Aujourd’hui, son entreprise de cinq salariés, située à Saint-Orens-de-Gameville dans la région Toulousaine, produit environ une tonne par mois de grillons et autres vers de farine à des fins alimentaires. Pourtant, il y a trois ans de cela, son entourage lui faisait les gros yeux. "Sans me dire clairement que j’étais fou, mes proches ne comprenaient pas bien où je voulais aller. La viabilité économique du projet suscitait pas mal d’interrogations", explique le jeune entrepreneur (31 ans). Et pour cause : si en Asie le marché de l’entomophagie est déjà bien fourni, Micronutris est à ce jour la seule entreprise européenne spécialisée dans la production de masse d’insectes comestibles.

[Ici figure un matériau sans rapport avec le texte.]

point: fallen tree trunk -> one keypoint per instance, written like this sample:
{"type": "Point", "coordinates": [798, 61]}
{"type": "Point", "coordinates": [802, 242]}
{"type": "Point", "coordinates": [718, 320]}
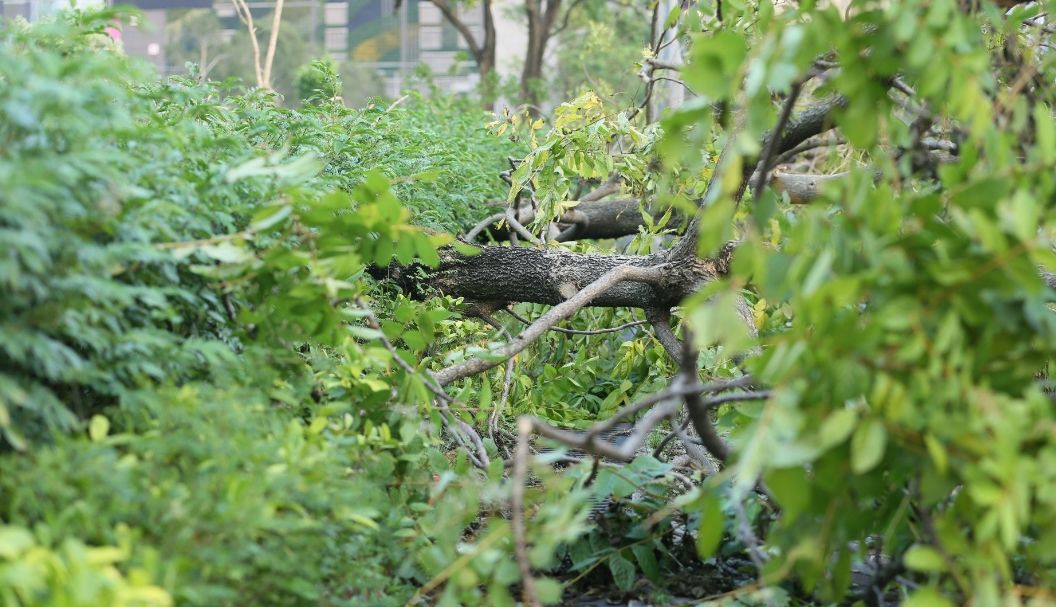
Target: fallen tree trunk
{"type": "Point", "coordinates": [498, 276]}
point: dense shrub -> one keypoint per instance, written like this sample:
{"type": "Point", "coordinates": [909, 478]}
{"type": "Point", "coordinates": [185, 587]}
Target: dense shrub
{"type": "Point", "coordinates": [176, 268]}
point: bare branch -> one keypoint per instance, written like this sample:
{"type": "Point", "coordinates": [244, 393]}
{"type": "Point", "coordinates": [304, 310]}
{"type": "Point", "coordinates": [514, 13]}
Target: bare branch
{"type": "Point", "coordinates": [802, 188]}
{"type": "Point", "coordinates": [587, 441]}
{"type": "Point", "coordinates": [272, 41]}
{"type": "Point", "coordinates": [517, 513]}
{"type": "Point", "coordinates": [555, 315]}
{"type": "Point", "coordinates": [246, 17]}
{"type": "Point", "coordinates": [579, 332]}
{"type": "Point", "coordinates": [775, 138]}
{"type": "Point", "coordinates": [660, 319]}
{"type": "Point", "coordinates": [609, 187]}
{"type": "Point", "coordinates": [451, 14]}
{"type": "Point", "coordinates": [483, 225]}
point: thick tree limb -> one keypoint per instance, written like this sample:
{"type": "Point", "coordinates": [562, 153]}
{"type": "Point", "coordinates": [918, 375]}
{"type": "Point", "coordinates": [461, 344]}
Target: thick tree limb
{"type": "Point", "coordinates": [555, 315]}
{"type": "Point", "coordinates": [503, 274]}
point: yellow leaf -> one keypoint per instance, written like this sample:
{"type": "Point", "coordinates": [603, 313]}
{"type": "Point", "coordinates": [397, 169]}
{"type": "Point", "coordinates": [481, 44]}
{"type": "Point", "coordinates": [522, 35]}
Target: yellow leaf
{"type": "Point", "coordinates": [98, 428]}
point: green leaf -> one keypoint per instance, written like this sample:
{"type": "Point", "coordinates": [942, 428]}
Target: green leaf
{"type": "Point", "coordinates": [646, 561]}
{"type": "Point", "coordinates": [923, 558]}
{"type": "Point", "coordinates": [14, 541]}
{"type": "Point", "coordinates": [98, 428]}
{"type": "Point", "coordinates": [623, 571]}
{"type": "Point", "coordinates": [867, 444]}
{"type": "Point", "coordinates": [712, 525]}
{"type": "Point", "coordinates": [716, 61]}
{"type": "Point", "coordinates": [548, 590]}
{"type": "Point", "coordinates": [837, 427]}
{"type": "Point", "coordinates": [791, 487]}
{"type": "Point", "coordinates": [927, 596]}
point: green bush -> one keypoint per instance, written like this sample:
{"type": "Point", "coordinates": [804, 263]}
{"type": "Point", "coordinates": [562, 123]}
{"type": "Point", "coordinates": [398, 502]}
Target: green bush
{"type": "Point", "coordinates": [70, 574]}
{"type": "Point", "coordinates": [178, 374]}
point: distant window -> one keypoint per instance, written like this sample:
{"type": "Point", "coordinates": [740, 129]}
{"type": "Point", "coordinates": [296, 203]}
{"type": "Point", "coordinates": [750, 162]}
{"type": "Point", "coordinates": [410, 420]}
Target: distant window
{"type": "Point", "coordinates": [337, 13]}
{"type": "Point", "coordinates": [337, 39]}
{"type": "Point", "coordinates": [429, 14]}
{"type": "Point", "coordinates": [438, 62]}
{"type": "Point", "coordinates": [430, 37]}
{"type": "Point", "coordinates": [471, 15]}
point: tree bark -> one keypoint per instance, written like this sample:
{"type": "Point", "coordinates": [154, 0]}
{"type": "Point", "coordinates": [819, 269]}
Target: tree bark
{"type": "Point", "coordinates": [497, 276]}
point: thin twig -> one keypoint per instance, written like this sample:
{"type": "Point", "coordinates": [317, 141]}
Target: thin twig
{"type": "Point", "coordinates": [587, 442]}
{"type": "Point", "coordinates": [517, 513]}
{"type": "Point", "coordinates": [774, 143]}
{"type": "Point", "coordinates": [477, 454]}
{"type": "Point", "coordinates": [581, 332]}
{"type": "Point", "coordinates": [660, 319]}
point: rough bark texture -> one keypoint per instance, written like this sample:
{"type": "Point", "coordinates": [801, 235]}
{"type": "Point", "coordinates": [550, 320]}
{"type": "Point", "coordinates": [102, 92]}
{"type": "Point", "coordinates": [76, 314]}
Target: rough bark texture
{"type": "Point", "coordinates": [604, 220]}
{"type": "Point", "coordinates": [502, 274]}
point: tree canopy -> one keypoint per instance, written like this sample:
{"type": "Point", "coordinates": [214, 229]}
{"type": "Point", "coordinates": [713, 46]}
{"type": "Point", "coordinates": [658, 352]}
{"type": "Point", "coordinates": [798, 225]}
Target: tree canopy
{"type": "Point", "coordinates": [790, 343]}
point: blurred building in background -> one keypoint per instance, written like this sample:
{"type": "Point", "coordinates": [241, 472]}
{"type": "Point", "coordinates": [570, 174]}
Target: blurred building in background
{"type": "Point", "coordinates": [366, 37]}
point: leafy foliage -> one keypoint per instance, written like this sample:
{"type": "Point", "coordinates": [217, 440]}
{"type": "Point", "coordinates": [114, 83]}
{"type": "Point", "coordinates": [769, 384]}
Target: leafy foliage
{"type": "Point", "coordinates": [184, 328]}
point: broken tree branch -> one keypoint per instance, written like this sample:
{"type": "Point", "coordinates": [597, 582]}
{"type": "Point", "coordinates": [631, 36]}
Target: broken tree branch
{"type": "Point", "coordinates": [555, 315]}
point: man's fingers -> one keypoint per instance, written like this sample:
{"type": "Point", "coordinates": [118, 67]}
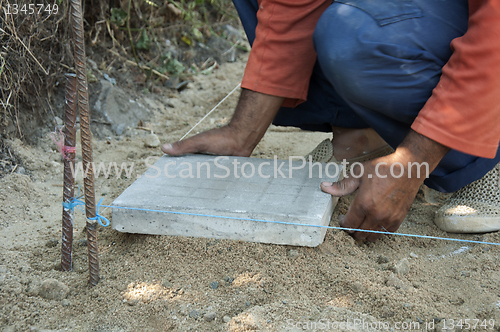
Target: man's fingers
{"type": "Point", "coordinates": [341, 188]}
{"type": "Point", "coordinates": [353, 218]}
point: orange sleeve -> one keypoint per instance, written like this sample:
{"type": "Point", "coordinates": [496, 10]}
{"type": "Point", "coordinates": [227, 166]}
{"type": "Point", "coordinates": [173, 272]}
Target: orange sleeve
{"type": "Point", "coordinates": [463, 112]}
{"type": "Point", "coordinates": [282, 57]}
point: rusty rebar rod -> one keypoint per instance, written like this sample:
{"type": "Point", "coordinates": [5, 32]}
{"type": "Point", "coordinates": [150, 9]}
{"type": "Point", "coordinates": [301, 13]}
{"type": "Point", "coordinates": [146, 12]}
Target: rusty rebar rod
{"type": "Point", "coordinates": [69, 180]}
{"type": "Point", "coordinates": [83, 105]}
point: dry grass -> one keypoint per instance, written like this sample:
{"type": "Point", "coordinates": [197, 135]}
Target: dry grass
{"type": "Point", "coordinates": [32, 56]}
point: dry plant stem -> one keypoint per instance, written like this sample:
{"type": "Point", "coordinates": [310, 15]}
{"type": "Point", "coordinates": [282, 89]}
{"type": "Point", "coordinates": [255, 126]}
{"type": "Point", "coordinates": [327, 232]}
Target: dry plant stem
{"type": "Point", "coordinates": [69, 180]}
{"type": "Point", "coordinates": [83, 104]}
{"type": "Point", "coordinates": [142, 67]}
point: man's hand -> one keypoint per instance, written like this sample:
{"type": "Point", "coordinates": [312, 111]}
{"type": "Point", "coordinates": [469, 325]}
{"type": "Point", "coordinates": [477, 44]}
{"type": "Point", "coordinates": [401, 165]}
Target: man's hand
{"type": "Point", "coordinates": [252, 117]}
{"type": "Point", "coordinates": [382, 203]}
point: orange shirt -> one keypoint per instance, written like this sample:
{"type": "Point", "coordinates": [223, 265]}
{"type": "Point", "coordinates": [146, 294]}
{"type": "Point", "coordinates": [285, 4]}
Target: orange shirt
{"type": "Point", "coordinates": [463, 112]}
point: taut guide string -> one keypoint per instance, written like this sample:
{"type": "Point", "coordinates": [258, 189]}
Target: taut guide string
{"type": "Point", "coordinates": [76, 202]}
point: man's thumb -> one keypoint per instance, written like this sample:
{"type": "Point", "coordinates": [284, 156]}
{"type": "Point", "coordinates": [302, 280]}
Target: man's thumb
{"type": "Point", "coordinates": [341, 188]}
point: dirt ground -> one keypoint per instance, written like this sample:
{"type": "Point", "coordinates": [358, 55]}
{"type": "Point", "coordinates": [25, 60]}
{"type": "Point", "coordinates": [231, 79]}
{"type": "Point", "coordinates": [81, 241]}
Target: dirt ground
{"type": "Point", "coordinates": [163, 283]}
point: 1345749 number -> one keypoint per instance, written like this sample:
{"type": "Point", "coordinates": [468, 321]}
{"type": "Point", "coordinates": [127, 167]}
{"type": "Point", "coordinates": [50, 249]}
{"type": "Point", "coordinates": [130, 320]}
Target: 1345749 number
{"type": "Point", "coordinates": [31, 9]}
{"type": "Point", "coordinates": [469, 324]}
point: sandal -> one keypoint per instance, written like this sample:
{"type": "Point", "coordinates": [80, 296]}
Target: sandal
{"type": "Point", "coordinates": [323, 153]}
{"type": "Point", "coordinates": [473, 209]}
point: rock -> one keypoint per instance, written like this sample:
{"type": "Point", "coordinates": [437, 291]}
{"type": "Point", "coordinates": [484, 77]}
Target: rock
{"type": "Point", "coordinates": [393, 281]}
{"type": "Point", "coordinates": [51, 243]}
{"type": "Point", "coordinates": [132, 302]}
{"type": "Point", "coordinates": [382, 259]}
{"type": "Point", "coordinates": [33, 288]}
{"type": "Point", "coordinates": [401, 267]}
{"type": "Point", "coordinates": [358, 287]}
{"type": "Point", "coordinates": [293, 254]}
{"type": "Point", "coordinates": [194, 314]}
{"type": "Point", "coordinates": [21, 170]}
{"type": "Point", "coordinates": [209, 316]}
{"type": "Point", "coordinates": [52, 289]}
{"type": "Point", "coordinates": [386, 312]}
{"type": "Point", "coordinates": [151, 141]}
{"type": "Point", "coordinates": [58, 121]}
{"type": "Point", "coordinates": [118, 108]}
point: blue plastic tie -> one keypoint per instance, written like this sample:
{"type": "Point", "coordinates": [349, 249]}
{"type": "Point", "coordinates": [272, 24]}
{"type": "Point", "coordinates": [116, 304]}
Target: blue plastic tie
{"type": "Point", "coordinates": [100, 218]}
{"type": "Point", "coordinates": [106, 223]}
{"type": "Point", "coordinates": [73, 203]}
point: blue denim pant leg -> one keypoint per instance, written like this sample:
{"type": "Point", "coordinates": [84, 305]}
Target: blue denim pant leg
{"type": "Point", "coordinates": [378, 62]}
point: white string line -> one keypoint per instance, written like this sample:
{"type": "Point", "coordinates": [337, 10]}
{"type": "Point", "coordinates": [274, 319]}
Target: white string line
{"type": "Point", "coordinates": [213, 109]}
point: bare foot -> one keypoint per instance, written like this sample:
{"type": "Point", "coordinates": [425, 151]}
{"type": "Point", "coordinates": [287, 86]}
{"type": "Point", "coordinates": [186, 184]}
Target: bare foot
{"type": "Point", "coordinates": [351, 143]}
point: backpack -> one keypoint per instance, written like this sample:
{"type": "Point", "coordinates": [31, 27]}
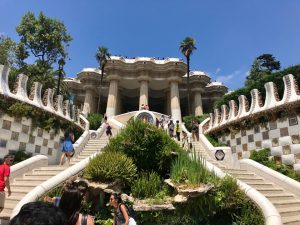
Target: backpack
{"type": "Point", "coordinates": [131, 212]}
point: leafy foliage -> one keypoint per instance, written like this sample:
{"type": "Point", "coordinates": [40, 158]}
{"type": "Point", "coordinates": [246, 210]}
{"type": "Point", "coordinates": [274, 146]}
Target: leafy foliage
{"type": "Point", "coordinates": [95, 120]}
{"type": "Point", "coordinates": [190, 170]}
{"type": "Point", "coordinates": [262, 156]}
{"type": "Point", "coordinates": [189, 119]}
{"type": "Point", "coordinates": [150, 148]}
{"type": "Point", "coordinates": [21, 155]}
{"type": "Point", "coordinates": [7, 50]}
{"type": "Point", "coordinates": [214, 141]}
{"type": "Point", "coordinates": [111, 166]}
{"type": "Point", "coordinates": [148, 185]}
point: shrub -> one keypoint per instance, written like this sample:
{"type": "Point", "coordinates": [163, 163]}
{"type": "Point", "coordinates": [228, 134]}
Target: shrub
{"type": "Point", "coordinates": [261, 156]}
{"type": "Point", "coordinates": [21, 155]}
{"type": "Point", "coordinates": [190, 170]}
{"type": "Point", "coordinates": [189, 119]}
{"type": "Point", "coordinates": [147, 186]}
{"type": "Point", "coordinates": [150, 148]}
{"type": "Point", "coordinates": [214, 141]}
{"type": "Point", "coordinates": [95, 120]}
{"type": "Point", "coordinates": [109, 167]}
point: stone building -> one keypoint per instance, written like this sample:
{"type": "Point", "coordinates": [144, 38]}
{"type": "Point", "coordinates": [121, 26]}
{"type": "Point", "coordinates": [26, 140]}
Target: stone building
{"type": "Point", "coordinates": [158, 83]}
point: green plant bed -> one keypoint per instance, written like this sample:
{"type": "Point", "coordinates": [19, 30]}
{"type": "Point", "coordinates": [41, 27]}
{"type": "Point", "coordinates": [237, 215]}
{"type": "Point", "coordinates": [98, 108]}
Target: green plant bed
{"type": "Point", "coordinates": [150, 148]}
{"type": "Point", "coordinates": [214, 141]}
{"type": "Point", "coordinates": [109, 167]}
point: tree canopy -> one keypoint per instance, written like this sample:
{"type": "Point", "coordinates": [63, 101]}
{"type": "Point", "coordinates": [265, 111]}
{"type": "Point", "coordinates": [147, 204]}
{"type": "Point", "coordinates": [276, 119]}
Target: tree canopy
{"type": "Point", "coordinates": [44, 37]}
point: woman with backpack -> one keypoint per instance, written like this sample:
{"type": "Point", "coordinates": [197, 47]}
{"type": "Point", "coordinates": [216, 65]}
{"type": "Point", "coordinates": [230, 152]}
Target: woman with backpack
{"type": "Point", "coordinates": [121, 214]}
{"type": "Point", "coordinates": [70, 204]}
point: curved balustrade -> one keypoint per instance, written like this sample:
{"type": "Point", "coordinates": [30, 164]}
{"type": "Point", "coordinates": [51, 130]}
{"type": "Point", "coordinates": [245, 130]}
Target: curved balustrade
{"type": "Point", "coordinates": [243, 111]}
{"type": "Point", "coordinates": [58, 106]}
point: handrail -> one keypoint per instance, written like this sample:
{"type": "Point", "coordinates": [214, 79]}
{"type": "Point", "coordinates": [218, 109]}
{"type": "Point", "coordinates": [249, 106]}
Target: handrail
{"type": "Point", "coordinates": [27, 165]}
{"type": "Point", "coordinates": [269, 211]}
{"type": "Point", "coordinates": [51, 183]}
{"type": "Point", "coordinates": [288, 183]}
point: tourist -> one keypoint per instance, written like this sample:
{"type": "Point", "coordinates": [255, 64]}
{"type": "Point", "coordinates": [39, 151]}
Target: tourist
{"type": "Point", "coordinates": [177, 130]}
{"type": "Point", "coordinates": [67, 150]}
{"type": "Point", "coordinates": [195, 130]}
{"type": "Point", "coordinates": [104, 120]}
{"type": "Point", "coordinates": [39, 213]}
{"type": "Point", "coordinates": [108, 130]}
{"type": "Point", "coordinates": [171, 128]}
{"type": "Point", "coordinates": [70, 204]}
{"type": "Point", "coordinates": [121, 215]}
{"type": "Point", "coordinates": [4, 178]}
{"type": "Point", "coordinates": [162, 121]}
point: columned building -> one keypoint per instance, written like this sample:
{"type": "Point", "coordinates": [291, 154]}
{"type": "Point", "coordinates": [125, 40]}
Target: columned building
{"type": "Point", "coordinates": [130, 83]}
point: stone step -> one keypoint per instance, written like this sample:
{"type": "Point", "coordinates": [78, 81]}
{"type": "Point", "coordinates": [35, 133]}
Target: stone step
{"type": "Point", "coordinates": [289, 211]}
{"type": "Point", "coordinates": [252, 179]}
{"type": "Point", "coordinates": [27, 182]}
{"type": "Point", "coordinates": [256, 184]}
{"type": "Point", "coordinates": [286, 203]}
{"type": "Point", "coordinates": [38, 176]}
{"type": "Point", "coordinates": [241, 173]}
{"type": "Point", "coordinates": [270, 190]}
{"type": "Point", "coordinates": [282, 196]}
{"type": "Point", "coordinates": [53, 168]}
{"type": "Point", "coordinates": [291, 220]}
{"type": "Point", "coordinates": [30, 179]}
{"type": "Point", "coordinates": [45, 172]}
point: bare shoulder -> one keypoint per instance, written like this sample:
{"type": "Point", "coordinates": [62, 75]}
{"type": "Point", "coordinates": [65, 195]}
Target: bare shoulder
{"type": "Point", "coordinates": [90, 220]}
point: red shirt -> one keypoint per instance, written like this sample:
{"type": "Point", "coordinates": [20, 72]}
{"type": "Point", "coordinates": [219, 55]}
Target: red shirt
{"type": "Point", "coordinates": [4, 172]}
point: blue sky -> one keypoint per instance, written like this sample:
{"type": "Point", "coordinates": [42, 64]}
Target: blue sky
{"type": "Point", "coordinates": [229, 34]}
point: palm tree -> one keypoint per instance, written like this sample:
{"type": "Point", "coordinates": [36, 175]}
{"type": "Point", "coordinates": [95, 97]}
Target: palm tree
{"type": "Point", "coordinates": [187, 46]}
{"type": "Point", "coordinates": [61, 73]}
{"type": "Point", "coordinates": [101, 56]}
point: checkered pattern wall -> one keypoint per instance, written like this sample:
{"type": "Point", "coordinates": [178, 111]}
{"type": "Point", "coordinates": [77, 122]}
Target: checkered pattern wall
{"type": "Point", "coordinates": [281, 136]}
{"type": "Point", "coordinates": [18, 134]}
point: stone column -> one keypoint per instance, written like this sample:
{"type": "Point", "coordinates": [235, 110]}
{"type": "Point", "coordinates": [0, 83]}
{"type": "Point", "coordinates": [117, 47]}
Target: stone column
{"type": "Point", "coordinates": [112, 95]}
{"type": "Point", "coordinates": [88, 100]}
{"type": "Point", "coordinates": [143, 93]}
{"type": "Point", "coordinates": [198, 103]}
{"type": "Point", "coordinates": [144, 81]}
{"type": "Point", "coordinates": [175, 100]}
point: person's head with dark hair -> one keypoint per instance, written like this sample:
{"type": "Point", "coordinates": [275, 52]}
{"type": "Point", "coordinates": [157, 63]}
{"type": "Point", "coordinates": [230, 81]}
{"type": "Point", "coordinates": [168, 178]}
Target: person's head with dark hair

"30% de la population est carrément prête à se laisser tenter"

C’est justement l’absence de concurrence qui a poussé l’entrepreneur, déjà à la tête d’une société d’import-export d’emballage à destination des professionnels du textile nommée EAP Group, à faire le grand saut : "Pour le moment, c’est mon autre entreprise qui finance le développement de Micronutris. On n’en est qu’aux prémices de l’activité. Mais, lors de nos études de marché, nous nous sommes rendus compte que de plus en plus de gens pas forcément intéressés par les insectes à la base, mais qui recherchent une alimentation éco-responsable, voient leur réflexion les amener sur ce type d’aliments. Nos sondages ont révélé que seulement 20% des Français sont totalement réfractaires à l’idée d’en consommer. Et 30% de la population est carrément prête à se laisser tenter", expose t-il.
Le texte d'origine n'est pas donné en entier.